Hesslén was born in Visseltofta, Scania, Sweden, to Måns Sunesson, a farmer and district judge (häradsdomare) and Sara Månsdotter. Hesslén's father hired a Norwegian student in the area to teach his son privately. His studies continued in Lund in 1745, where he received his magister degree in 1751. In 1755 he became docent in theology and in 1760 an adjunct professor. Hesslén was ordained in 1767. Awarded a doctorate in theology in 1769, he returned to Lund University in 1775 as the fourth professor of theology. He became first professor of theology and dean of Lund in 1794.

He was one of the founders of the Royal Physiographic Society in Lund in 1772 and served as its president in 1783–1784.

In 1777 and 1794 Hesslén was on the lists of nominees for the office of Bishop of Lund without success. After the death of Bishop Petrus Munck in July 1803, he received the majority of the votes in the election and was appointed – because of the absence of King Gustav IV Adolf due to the war – to the episcopate only in March 1805. He was installed by Archbishop Jacob Axelsson Lindblom in the summer of 1805 and served as bishop of the Diocese of Lund until his death, without making any particular impact there. His special commitment continued to be to the university, of which he was pro-chancellor.
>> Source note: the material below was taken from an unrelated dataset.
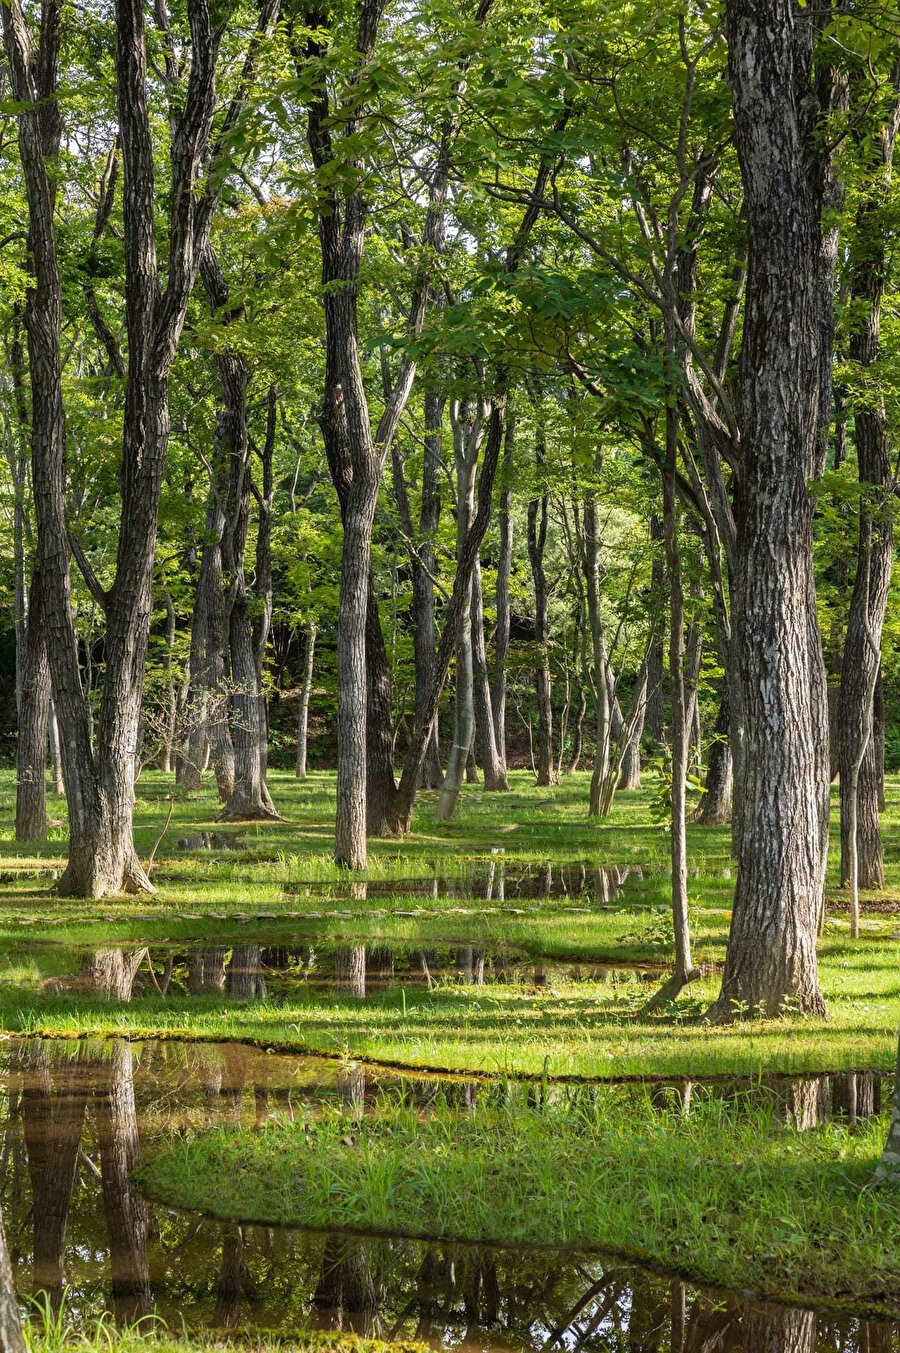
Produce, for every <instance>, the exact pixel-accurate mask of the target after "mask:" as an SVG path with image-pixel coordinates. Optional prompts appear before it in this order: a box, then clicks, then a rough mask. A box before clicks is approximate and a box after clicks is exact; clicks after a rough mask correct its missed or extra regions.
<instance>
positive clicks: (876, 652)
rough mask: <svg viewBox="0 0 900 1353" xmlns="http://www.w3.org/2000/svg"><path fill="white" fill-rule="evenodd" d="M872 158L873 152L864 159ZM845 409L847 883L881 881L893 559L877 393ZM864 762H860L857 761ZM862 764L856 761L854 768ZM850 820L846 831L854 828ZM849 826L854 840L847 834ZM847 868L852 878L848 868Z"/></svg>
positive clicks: (843, 846) (860, 352)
He was made a Knight of the Order of the Polar Star in 1807 and Commander in 1809.

Hesslén did not publish any writings. He became renowned for his good financial standing and amassed a considerable fortune; he was also known for his satirical attacks on those who opposed him. He was described by poet Esaias Tegnér as a "Christianized Socrates".

He married Maria Beata von Engeström in 1779, whose father Johan Engeström had held the same office as bishop from 1748 to 1777.